As football’s ugly side, in this case the pathetic brawl between Crawley and Bradford at Valley Parade back in March, still has ratifications for those who were involved, it is Rotherham manager Steve Evans who has again been hit with punishment to plunge his reputation further into the low embers of footballing disrespect.
Evans, then manager of Crawley, will serve a 6 game stadium ban at new club Rotherham after being found guilty on a charge of indecent behaviour on that night which saw a plethora of punishments handed out for those involved in ugly scenes.
This, on top of previous misdemeanours including tax evasion and an investigation into financial irregularities from which he picked up an £8,000 fine. This murky record, which is coloured further by a long line of touch-line fines his volatile nature has picked up, paints Evans as, to understate, not the nicest of characters.
It remains strange then, to a degree, that Rotherham United, a club self-proclaimed as progressive, with a new stadium and bold aims for promotion after narrowly missing out on promotion from League Two last year, would find Evans employable. Yes, the Scotsman has proved his worth on the pitch by promoting Crawley to the Football League and played a significant part in gaining a successive elevation to League One, but the bad headlines the man seems to attract are enough to be a significant compromise for such success.
Rotherham have not started the season well either, with just seven points racked up from 5 games and a 6-2 defeat away at Port Vale occurring two days before Evans discovered his fate in front of a court over March’s disgrace.
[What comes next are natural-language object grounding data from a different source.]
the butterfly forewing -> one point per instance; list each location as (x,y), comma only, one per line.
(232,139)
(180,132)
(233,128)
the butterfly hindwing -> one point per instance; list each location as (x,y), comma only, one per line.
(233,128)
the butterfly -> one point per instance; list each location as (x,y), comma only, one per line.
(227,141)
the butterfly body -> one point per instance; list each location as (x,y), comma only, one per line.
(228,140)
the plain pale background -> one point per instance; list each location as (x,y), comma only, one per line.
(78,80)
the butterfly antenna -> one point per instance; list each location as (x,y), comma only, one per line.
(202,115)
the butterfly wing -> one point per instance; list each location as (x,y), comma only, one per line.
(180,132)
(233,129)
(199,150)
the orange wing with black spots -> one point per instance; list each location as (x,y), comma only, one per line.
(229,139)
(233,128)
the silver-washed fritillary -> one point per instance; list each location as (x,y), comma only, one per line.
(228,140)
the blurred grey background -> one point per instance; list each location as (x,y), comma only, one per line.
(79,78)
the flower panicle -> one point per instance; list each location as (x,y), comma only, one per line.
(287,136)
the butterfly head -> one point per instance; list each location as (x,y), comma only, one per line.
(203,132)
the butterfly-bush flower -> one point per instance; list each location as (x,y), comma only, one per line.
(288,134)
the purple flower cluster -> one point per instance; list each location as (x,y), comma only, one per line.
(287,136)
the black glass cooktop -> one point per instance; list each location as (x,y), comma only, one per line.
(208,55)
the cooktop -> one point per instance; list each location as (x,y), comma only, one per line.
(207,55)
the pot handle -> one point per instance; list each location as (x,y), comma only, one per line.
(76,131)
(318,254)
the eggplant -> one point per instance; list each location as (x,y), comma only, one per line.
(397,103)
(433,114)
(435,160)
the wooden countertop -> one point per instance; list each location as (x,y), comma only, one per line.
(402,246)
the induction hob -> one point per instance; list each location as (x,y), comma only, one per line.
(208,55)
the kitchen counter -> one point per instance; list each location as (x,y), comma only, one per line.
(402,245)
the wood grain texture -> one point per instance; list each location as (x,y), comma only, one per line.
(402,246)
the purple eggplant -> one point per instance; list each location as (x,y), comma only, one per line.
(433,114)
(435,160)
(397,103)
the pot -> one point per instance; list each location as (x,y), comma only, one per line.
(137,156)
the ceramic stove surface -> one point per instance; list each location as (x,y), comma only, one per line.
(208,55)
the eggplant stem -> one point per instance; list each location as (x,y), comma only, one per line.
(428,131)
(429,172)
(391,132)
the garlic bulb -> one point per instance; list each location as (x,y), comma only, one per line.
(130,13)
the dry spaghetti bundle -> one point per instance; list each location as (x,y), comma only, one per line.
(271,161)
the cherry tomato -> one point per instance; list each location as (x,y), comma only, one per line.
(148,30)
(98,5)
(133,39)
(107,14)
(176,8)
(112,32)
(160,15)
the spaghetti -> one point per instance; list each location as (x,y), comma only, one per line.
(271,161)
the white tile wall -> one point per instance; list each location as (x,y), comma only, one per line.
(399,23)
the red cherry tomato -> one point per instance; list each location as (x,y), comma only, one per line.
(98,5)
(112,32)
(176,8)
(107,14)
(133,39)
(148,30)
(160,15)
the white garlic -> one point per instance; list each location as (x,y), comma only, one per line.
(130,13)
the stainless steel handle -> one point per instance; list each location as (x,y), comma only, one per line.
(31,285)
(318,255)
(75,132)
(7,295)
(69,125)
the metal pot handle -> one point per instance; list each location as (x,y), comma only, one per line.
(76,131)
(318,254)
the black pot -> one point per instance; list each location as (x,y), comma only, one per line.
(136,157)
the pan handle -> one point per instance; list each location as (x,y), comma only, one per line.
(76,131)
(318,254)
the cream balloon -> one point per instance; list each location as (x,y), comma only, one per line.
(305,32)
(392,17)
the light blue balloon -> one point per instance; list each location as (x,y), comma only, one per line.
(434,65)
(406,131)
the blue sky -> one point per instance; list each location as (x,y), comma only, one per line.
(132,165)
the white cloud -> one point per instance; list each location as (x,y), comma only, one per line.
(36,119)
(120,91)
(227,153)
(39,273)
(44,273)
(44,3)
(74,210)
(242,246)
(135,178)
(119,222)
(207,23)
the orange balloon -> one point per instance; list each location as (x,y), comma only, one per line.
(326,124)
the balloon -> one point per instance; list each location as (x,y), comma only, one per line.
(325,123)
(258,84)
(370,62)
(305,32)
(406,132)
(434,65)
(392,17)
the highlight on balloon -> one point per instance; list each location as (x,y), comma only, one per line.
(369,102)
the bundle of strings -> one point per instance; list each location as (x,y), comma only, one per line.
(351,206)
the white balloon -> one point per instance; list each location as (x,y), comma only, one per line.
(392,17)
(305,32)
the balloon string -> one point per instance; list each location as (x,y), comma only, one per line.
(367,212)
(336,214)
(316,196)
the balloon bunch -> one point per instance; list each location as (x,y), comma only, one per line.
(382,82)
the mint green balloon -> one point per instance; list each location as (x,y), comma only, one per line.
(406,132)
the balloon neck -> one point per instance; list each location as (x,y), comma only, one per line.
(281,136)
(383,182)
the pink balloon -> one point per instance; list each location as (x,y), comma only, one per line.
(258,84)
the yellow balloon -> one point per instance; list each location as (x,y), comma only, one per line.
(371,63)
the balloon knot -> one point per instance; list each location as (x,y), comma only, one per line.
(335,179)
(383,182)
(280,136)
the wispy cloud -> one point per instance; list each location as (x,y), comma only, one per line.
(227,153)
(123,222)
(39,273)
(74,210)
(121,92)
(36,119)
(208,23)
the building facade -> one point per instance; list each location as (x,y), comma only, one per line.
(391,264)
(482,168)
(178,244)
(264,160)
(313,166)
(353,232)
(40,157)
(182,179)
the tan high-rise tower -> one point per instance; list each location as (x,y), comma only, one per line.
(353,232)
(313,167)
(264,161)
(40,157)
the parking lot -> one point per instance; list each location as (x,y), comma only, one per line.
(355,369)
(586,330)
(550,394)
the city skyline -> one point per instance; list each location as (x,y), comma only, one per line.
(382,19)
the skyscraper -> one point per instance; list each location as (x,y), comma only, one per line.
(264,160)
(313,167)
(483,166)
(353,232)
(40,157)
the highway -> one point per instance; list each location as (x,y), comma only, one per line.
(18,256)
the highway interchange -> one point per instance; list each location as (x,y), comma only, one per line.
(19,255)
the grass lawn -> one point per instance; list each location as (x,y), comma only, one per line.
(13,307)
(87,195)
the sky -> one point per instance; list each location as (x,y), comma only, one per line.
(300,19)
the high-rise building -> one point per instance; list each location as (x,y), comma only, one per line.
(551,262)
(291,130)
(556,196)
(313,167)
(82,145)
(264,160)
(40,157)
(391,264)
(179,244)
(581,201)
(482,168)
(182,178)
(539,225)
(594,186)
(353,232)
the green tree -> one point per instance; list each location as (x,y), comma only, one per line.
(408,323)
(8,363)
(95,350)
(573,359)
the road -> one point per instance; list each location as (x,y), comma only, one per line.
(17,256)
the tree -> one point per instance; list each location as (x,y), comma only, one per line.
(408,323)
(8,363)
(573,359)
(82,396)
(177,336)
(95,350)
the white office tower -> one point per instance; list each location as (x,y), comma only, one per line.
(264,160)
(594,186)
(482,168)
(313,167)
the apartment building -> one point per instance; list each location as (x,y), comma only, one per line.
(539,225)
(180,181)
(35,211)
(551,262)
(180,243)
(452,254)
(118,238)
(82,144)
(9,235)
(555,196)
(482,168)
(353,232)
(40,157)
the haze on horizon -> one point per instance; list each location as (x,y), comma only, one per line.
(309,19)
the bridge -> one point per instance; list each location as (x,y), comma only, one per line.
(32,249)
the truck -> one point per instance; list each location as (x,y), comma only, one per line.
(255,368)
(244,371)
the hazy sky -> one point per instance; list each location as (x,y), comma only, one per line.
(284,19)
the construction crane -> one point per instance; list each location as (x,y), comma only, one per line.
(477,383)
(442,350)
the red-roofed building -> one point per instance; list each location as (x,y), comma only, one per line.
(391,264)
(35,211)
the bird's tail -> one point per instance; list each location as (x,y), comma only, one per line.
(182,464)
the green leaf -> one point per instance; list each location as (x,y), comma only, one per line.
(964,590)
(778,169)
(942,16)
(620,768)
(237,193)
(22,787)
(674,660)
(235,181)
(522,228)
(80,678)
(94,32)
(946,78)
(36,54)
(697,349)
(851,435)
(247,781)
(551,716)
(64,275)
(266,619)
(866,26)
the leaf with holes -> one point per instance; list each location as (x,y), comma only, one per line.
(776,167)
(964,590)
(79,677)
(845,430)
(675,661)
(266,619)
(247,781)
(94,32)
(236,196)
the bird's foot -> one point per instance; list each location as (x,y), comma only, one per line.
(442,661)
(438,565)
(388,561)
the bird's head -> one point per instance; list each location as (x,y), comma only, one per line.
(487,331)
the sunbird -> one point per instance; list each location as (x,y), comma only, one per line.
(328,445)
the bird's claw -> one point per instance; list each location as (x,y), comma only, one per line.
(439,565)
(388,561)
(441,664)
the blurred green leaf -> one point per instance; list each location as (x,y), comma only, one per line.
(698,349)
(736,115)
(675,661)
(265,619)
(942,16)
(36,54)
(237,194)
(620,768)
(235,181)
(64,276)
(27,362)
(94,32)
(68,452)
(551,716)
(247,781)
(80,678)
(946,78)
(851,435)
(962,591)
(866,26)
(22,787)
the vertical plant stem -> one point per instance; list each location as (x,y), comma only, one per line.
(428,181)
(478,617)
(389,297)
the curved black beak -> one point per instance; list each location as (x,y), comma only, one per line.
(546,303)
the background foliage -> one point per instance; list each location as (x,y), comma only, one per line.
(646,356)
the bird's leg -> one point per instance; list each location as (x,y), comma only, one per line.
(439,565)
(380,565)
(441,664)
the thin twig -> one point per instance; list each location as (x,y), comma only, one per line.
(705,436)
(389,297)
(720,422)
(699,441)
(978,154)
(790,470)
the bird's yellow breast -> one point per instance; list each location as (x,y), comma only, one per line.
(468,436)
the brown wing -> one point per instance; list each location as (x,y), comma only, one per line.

After a match which the Millers’ hierarchy described as a “reality check”, they will now be without their manager’s touch-line presence for the next 6 games as the ban comes into effect with immediate effect.
Evans would justify his departure from Crawley to the newly built New York Stadium on the premise that the huge finances available to him at the Red Devils, another reason for the masses of lower league contempt aimed towards Evans’ character, had began to dry up whilst Rotherham, boosted by the sale of Adam Le Fondre, began to prepare for an assault on promotion.
Why they decided to opt for Evans and his long line of idiocy and in some cases, criminal activity, to guide them to it is a question that continues to become even more difficult to answer, with every charge the manager recieves.